Oferty kredytów hipotecznych II 2011
2011-02-15 10:17
Najlepszego kredytu mieszkaniowego w złotych udzieli Pekao, w euro najatrakcyjniej pożyczy Deutsche Bank PBC - wynika z rankingu Open Finance. Banki nie żałują klientom promocji i obniżek cen. Maleją marże i różnice pomiędzy ofertami kredytów mieszkaniowych. Średnia marża dla kredytów powiązanych z innymi produktami w złotych wynosi już 1,60 pkt proc., a dla euro 2,49 pkt proc.

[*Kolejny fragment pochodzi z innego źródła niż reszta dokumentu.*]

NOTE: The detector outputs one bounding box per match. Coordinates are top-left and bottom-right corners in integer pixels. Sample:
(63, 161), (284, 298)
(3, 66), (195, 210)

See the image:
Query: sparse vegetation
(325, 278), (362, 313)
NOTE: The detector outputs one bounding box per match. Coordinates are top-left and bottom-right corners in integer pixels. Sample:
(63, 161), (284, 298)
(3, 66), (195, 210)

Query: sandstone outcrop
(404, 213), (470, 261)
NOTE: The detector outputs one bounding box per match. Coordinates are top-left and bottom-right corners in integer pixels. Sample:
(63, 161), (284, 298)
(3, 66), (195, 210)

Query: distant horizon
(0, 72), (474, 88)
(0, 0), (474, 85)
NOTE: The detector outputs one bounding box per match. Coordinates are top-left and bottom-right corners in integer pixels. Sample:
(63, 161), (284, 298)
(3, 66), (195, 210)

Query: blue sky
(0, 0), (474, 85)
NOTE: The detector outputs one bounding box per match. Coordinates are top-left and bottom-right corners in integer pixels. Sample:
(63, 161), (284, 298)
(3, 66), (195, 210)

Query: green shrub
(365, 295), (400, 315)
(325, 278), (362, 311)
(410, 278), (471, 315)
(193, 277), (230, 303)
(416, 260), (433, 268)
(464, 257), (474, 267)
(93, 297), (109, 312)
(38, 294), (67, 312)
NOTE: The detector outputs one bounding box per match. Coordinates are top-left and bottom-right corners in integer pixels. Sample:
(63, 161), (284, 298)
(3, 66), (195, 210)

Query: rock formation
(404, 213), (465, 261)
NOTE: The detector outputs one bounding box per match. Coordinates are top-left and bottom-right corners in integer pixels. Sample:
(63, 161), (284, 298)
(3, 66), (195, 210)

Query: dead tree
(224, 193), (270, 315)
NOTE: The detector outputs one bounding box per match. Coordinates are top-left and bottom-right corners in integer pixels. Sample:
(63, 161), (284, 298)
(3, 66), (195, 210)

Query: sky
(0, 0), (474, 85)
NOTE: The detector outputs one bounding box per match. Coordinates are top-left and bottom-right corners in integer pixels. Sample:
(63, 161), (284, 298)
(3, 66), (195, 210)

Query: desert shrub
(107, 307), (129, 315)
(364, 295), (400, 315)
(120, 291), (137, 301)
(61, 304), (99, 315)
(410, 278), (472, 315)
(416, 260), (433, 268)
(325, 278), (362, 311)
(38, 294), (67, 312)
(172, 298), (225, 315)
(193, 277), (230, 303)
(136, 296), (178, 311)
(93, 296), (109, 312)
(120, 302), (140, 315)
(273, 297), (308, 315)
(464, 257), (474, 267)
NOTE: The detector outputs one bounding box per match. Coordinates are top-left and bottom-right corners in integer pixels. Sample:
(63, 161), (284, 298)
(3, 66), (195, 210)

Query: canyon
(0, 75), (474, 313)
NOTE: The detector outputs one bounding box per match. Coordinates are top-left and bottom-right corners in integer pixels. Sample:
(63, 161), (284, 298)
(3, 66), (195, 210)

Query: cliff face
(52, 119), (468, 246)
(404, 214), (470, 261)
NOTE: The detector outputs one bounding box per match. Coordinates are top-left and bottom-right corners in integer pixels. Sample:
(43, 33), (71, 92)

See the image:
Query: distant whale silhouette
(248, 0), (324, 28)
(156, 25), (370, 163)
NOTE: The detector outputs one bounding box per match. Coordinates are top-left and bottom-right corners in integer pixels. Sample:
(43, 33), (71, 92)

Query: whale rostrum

Przeczytaj także: Rynek kredytów mieszkaniowych 2010
Obaj liderzy zestawienia: Pekao i DB PBC, utrzymali pierwszą pozycję w rankingu Open Finance przez drugi kwartał z kolei. Nie należy jednak wyciągać z tego wniosku, że oferta kredytów mieszkaniowych w tym czasie się nie zmieniła. Wręcz przeciwnie. Działo się bardzo wiele i to głównie na korzyść klientów. Spadają marże kredytów i to nie tylko złotowych, jak miało to miejsce jesienią, lecz również tych w euro. Rośnie też LtV w euro. W styczniu z 70 na 80 proc. wartości nieruchomości podwyższył maksymalne LtV dla kredytów w euro BZ WBK. Od połowy lutego na taki krok zdecyduje się również Kredyt Bank. Zamiast 85 proc. wartości nieruchomości skredytuje w euro już całość.Liczne są promocje na prowizję, choć w większości warunkowe. O dziwo, rośnie też zdolność kredytowa klientów i to mimo obowiązującej od końca grudnia Rekomendacji T, która nakazuje bankom bardziej rygorystyczne podejście do zdolności kredytowej klienta i pozostawienie odpowiednich kwot na utrzymanie. Jeśli wynagrodzenie nie przekracza średniej krajowej, bank na obsługę kredytu może zaliczyć najwyżej połowę dochodów. Jeśli ktoś zarabia więcej, może w postaci rat oddawać do 65 proc. dochodów netto. Koniec końców średnia zdolność kredytowa trzyosobowej rodziny z 6 tys. zł wpływów na konto wyniosła w lutym 540,6 tys. zł wobec 508,5 tys. zł w październiku. Gdyby kredyt miał być w euro, zdolność kredytowa wyniesie obecnie 456,2 tys. zł, to o 12,3 tys. zł więcej niż jesienią 2010 roku.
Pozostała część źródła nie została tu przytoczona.